The Python script Semi_Supervised_Auto_Encoder implements the model described in [1] The implementaiton exploits the KERAS library for Deep Learning (https://keras.io) and it also employs utilities from the Scikit-Learn library (http://scikit-learn.org/stable). It takes as input 3 parameters:
- An .npy file (data file) containing the data (examples and characteristics)
- An .npy file (class file) containing as many row as the number of training examples (examples with class label) and two columns: the id of the training example (it indicates the position of the sample in the first data file) and the class value associated to that example.
- The ensemble size in order to generate the new (semi-supervised) embedding representation.

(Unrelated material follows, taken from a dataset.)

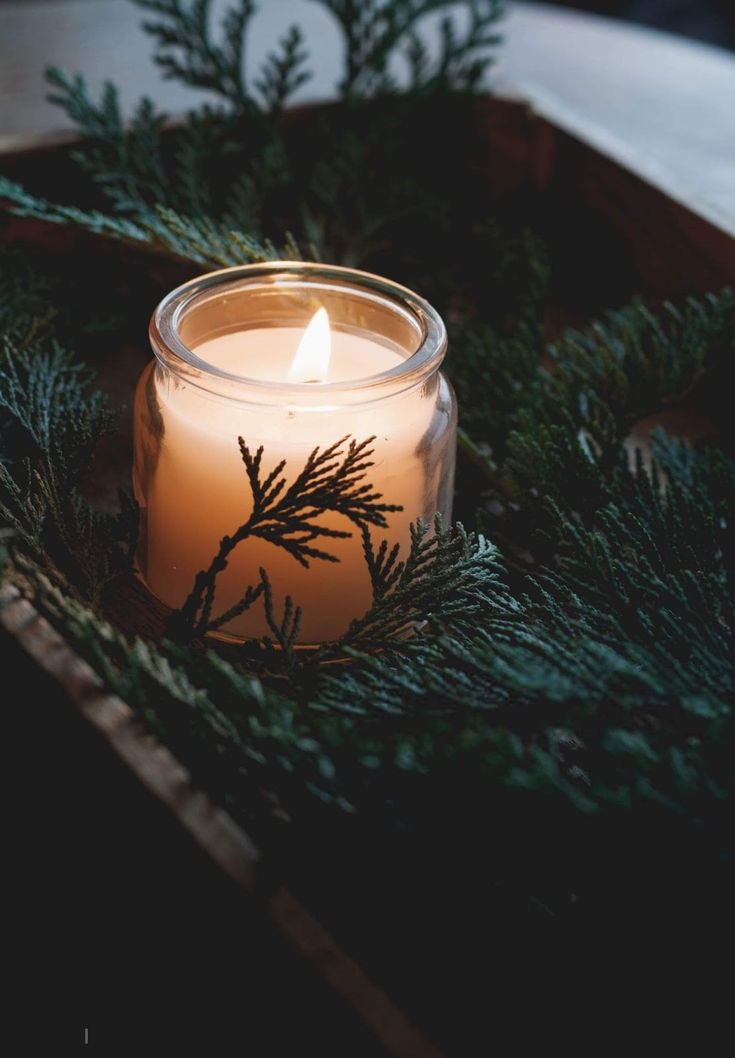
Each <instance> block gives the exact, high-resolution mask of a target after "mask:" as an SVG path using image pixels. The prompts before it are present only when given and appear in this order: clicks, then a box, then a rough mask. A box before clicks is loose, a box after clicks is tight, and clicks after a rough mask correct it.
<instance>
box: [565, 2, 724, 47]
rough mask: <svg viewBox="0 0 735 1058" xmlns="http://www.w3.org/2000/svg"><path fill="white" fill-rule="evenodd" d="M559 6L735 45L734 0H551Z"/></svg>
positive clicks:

In this github page, an example of datasets (data.npy) and class file (0_10.npy) is supplied. The dataset is the .npy representation of the sonar data public available at the UCI Machine Learning Repository (http://tunedit.org/repo/UCI/sonar.arff). As previously mentioned, the program needs both KERAS and SCIKIT-LEARN python library installed.
The command line to run the program is the following one: python semi_supervised_auto_encoder.py data.npy 0_10.npy 10
The result will be stored in the file "representation.npy" that will contain as many example as the number of example in the data.npy file.
[1] D. Ienco and R. G. Pensa: "Semi-Supervised Clustering with Multiresolution Autoencoders". International Joint Conference on Neural Network (IJCNN) 2018.